# Quantize Inception V3 by Intel® Extension for Tensorflow* on Intel® Xeon®


## Background

Intel® Extension for TensorFlow* provides quantization feature by cooperating with Intel® Neural Compressor and oneDNN Graph. It will provide better quantization: better performance and accuracy loss under control.

Intel® Neural Compressor executes the calibration process to output the QDQ quantization model, which inserts Quantize and Dequantize layers to includes help information for quantization.

When you use Intel® Extension for Tensorflow* to execute the inference of this model, oneDNN Graph will be called to quantize and optimize the model. Then the quantized model will be executed by Intel® Extension for Tensorflow* and accelerated by Intel® Deep Learning Boost or Intel® Advanced Matrix Extensions on Intel® Xeon® processors.

## Introduction

The example shows an end-to-end pipeline:

1. Train an Inception V3 model with a flower photo dataset by transfer learning.

2. Execute the calibration by Intel® Neural Compressor.

3. Quantize and accelerate the inference by Intel® Extension for Tensorflow* for CPU.
  

## Configuration

### Intel® Extension for Tensorflow* Version

Install Intel® Extension for Tensorflow* > 1.1.0 for this feature.

### Enable oneDNN Graph

By default, oneDNN Graph is enabled in Intel® Extension for Tensorflow* on CPU for INT8 models.
 
Enable it explicitly by:
 
```
  import os
  os.environ["ITEX_ONEDNN_GRAPH"] = "1"
```

### Disable Constant Folding Function

We need to disable Constant Folding function in 2 stages:

1. Intel® Neural Compressor creates QDQ quantization model.

2. Intel® Extension for Tensorflow* executes the oneDNN Graph quantization path.


There are 2 methods to configure:

a. Environment Variable
```
export ITEX_TF_CONSTANT_FOLDING=0
```

b. Python API
```
from tensorflow.core.protobuf import rewriter_config_pb2

infer_config = tf.compat.v1.ConfigProto()
infer_config.graph_options.rewrite_options.constant_folding = rewriter_config_pb2.RewriterConfig.OFF

session = tf.compat.v1.Session(config=infer_config)
tf.compat.v1.keras.backend.set_session(session)
```

## Hardware Environment

### CPU

It's recommended to run the example on the Intel® Xeon® processors, which supports Intel® Deep Learning Boost or Intel® Advanced Matrix Extensions.

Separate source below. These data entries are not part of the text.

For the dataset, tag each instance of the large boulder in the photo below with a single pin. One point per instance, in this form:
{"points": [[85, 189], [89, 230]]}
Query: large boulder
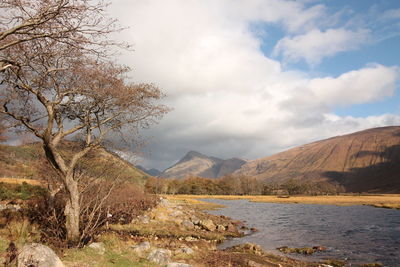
{"points": [[188, 224], [160, 256], [38, 255], [142, 248], [207, 224]]}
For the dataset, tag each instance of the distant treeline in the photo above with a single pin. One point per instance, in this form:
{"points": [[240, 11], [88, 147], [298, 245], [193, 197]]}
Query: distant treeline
{"points": [[238, 185]]}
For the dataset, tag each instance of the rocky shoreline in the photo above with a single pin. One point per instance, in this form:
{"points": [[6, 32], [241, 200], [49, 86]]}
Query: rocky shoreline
{"points": [[175, 233], [191, 239]]}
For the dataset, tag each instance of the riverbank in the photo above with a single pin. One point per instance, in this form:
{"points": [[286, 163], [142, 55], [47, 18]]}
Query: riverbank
{"points": [[177, 233], [380, 201]]}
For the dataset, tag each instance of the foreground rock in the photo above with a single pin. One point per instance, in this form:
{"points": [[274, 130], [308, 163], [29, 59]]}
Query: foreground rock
{"points": [[208, 225], [38, 255], [99, 247], [304, 250]]}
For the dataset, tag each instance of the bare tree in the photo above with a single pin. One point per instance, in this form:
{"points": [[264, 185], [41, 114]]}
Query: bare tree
{"points": [[80, 24], [57, 86]]}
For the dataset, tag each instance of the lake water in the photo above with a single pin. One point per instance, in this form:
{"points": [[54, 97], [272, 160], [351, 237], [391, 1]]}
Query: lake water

Without the hardware features above for AI workloads, the performance speedup with FP32 will not be increased much.

#### Check Intel® Deep Learning Boost

In Linux, run command:

```
lscpu | grep vnni
```

You are expected to see `avx_vnni` and `avx512-vnni`, otherwise your processors do not support Intel® Deep Learning Boost.

#### Check Intel® Advanced Matrix Extensions

In Linux, run command:

```
lscpu | grep amx
```
You are expected to see `amx_bf16` and `amx_int8`, otherwise your processors do not support Intel® Advanced Matrix Extensions.

### Intel® DevCloud

If you have no CPU support Intel® Deep Learning Boost or Intel® Advanced Matrix Extensions, you could register on Intel® DevCloud and try this example on an second generation Intel® Xeon based processors or newer. To learn more about working with Intel® DevCloud, refer to [Intel® DevCloud](https://www.intel.com/content/www/us/en/developer/tools/devcloud/overview.html)


## Running Environment

1. Install Python versions >=3.8 and versions <=3.10 supported by Intel® Extension for Tensorflow*.

2. Create the running Python Virtual environment **env_itex**.

```
bash pip_set_env.sh
```

3. Activate

```
source env_itex/bin/activate
```

## Startup Jupyter Notebook

1. Startup
```
bash run_jupyter.sh

...
http://xxx.yyy.com:8888/xxxxxxxx

```

2. Open the link outputted by Jupyter Notebook in your browser.

3. Choose and open the **quantize_inception_v3.ipynb** in Jupyter Notebook.

Set the kernel to "env_itex".

Execute the code as the guide.


## License

Code samples are licensed under the MIT license.